Tuesday, March 4, 2014

Graham on Confucius IV: Humanism

Scott Bradley

Man is able to enlarge the Way, it is not that the Way enlarges man.
(Analects 15/29)
This celebrated quote from Confucius, taken as a starting point, has profound implications. Understanding Confucius as the 'father' of classical Chinese philosophy, as the one who got the ball rolling as it were, we begin to see many threads of his thought are perpetuated in the weave of even those philosophies which were conscious attempts to break from him. What we see here, despite his arch-conservatism and appeals to a feudal, hierarchical past, is Confucius' profound humanism. The point is the betterment of humanity, and there is no better way to achieve that end than to look to what humanity as manifest requires.

Graham offers this quote as an example of Confucius' apparent disinterest in Heaven as a meddling power. This is clearly implied, but it needs to be said that "Way" (Dao), for Confucius, had little, if any, metaphysical significance; the Way is simply the means by which humanity is able to achieve its natural fulfillment.

What is significant is that 'Heaven' does not give us commandments to obey — tell us how we ought to behave; rather, we discover what works best for humanity through a study of humanity. This is essential humanism, and the antithesis of religion. Such an orientation is hard to sustain, however, given our hunger for absolutes. Neo-Confucianism was (I think) an attempt to provide those absolute guiding principles (li) and thus a departure from the empirical and existential.

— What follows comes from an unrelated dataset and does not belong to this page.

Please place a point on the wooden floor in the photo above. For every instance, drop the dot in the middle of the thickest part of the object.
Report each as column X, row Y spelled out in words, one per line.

My recent critique of Jed McKenna's emphatic declaration of the Truth was largely inspired by his similar departure from the "Drift and Doubt" of an existential Dao. The central question is whether we are to engage with life as it is manifest, a process that will yield a rather messy assortment of 'truths', or are we to impose Truth upon humanity from above. (McKenna, admittedly, arrived at the Truth through existential struggle, but so too might we say of every other religious prophet; except for 'true believers', his is but another "contending voice" which has no more weight than any other.) Philosophical Daoism, for all its criticism of Confucian moralism, perhaps remains the most faithful to his most fundamental humanist point of departure.

On the personal front, this quote exhorts us to "enlarge" our own ways. Finding what works best for us individually, and honestly engaging in the process it suggests, will ultimately "enlarge" us. This is the life "examined", which, though it need not be done, makes for the exciting adventure that life can be — for those so inclined.